Havin a little get together here at work today, 




















The above are Kielbasa wrapped in bacon with a pinch of brown sugar and Jeffs rub. 

More to come. 

Sent from my DROID4 using Tapatalk


----------



## woodcutter (Nov 27, 2013)

What do you have in their Kielbasa? What ever sausage those look like they will be good!


----------



## driedstick (Nov 27, 2013)

Bacon wrapped water chestnuts in BBQ sauce






3 bean casserole. 






My co workers are freaking out cause it smells so good


Sent from my DROID4 using Tapatalk


----------



## driedstick (Nov 27, 2013)

Woodcutter said:


> What do you have in their Kielbasa? What ever sausage those look like they will be good!


Yep Kielbasa, Thanks woodcutter.


----------



## dirtsailor2003 (Nov 27, 2013)

Looks Great DS! We do Rumaki all the time as appetizers, but have never added BBQ sauce, gonna have to give that a try!  Are you using homemade bacon??????


----------



## driedstick (Nov 27, 2013)

dirtsailor2003 said:


> Looks Great DS! We do Rumaki all the time as appetizers, but have never added BBQ sauce, gonna have to give that a try!  Are you using homemade bacon??????
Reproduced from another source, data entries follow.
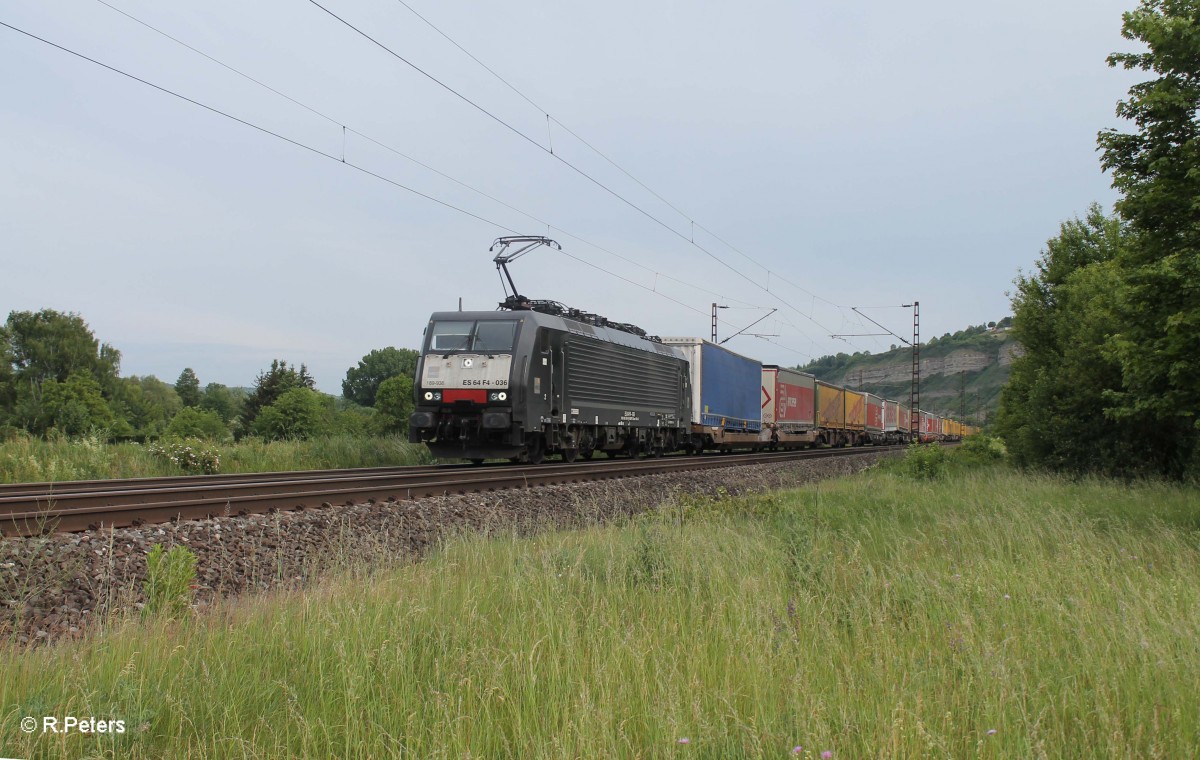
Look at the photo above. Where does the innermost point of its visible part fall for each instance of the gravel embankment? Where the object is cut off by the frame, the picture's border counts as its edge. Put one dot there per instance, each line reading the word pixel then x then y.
pixel 59 585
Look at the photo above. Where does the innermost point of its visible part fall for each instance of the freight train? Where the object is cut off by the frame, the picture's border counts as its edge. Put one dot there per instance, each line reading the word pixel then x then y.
pixel 540 380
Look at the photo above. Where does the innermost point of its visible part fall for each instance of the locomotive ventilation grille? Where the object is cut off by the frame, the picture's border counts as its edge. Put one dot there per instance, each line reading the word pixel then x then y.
pixel 609 373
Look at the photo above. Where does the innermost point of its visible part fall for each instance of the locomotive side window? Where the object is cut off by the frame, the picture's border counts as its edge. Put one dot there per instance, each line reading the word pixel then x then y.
pixel 450 335
pixel 489 336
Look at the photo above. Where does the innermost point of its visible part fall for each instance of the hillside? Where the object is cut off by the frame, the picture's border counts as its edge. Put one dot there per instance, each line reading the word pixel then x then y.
pixel 960 373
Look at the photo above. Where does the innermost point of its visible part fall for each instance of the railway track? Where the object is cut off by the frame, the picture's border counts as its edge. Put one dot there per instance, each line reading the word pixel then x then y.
pixel 37 508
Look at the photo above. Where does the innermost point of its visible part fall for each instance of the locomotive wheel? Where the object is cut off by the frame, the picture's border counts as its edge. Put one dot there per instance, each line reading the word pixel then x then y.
pixel 535 450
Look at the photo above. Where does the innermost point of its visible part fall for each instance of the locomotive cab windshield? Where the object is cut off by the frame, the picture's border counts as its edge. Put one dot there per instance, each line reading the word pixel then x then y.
pixel 468 335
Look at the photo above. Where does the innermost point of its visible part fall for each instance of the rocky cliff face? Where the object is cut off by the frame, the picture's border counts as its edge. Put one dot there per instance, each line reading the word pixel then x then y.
pixel 951 364
pixel 953 377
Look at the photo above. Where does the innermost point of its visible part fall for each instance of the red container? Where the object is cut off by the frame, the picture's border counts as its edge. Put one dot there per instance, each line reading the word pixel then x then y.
pixel 874 413
pixel 789 398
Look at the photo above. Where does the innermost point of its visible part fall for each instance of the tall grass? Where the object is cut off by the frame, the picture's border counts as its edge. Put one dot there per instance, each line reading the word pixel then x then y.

Hey DS Thanks, no homemade bacon, thin stuff from store
	

	
	
		
		



		
		
	


	





  The boss bought ALL of the items
	

	
	
		
		



		
		
	


	





 and I smoked 
	

	
	
		
		



		
		
	


	





  them for everybody. Just got done everyone is stuffed, it was great.


----------



## driedstick (Nov 27, 2013)

And final shot
	

	
	
		
		



		
		
	


	





Sent from my DROID4 using Tapatalk


----------



## thesmokindonkey (Jun 26, 2014)

driedstick said:


> And final shot
> 
> 
> 
> ...


Hey Driedstick, how long did those take to smoke?


----------



## JckDanls 07 (Jun 26, 2014)

usually around 2 hrs @225...  check after 1 1/2 hrs..  want the bacon done but not burnt...


----------



## elginplowboy (Jun 26, 2014)

Man looks awesome, I think I'm quitting my job and going to work where your at. Lol. Looks great


----------



## driedstick (Jun 30, 2014)

JckDanls 07 said:


> usually around 2 hrs @225... check after 1 1/2 hrs.. want the bacon done but not burnt...


YEP That there

These are great apps 

DS


----------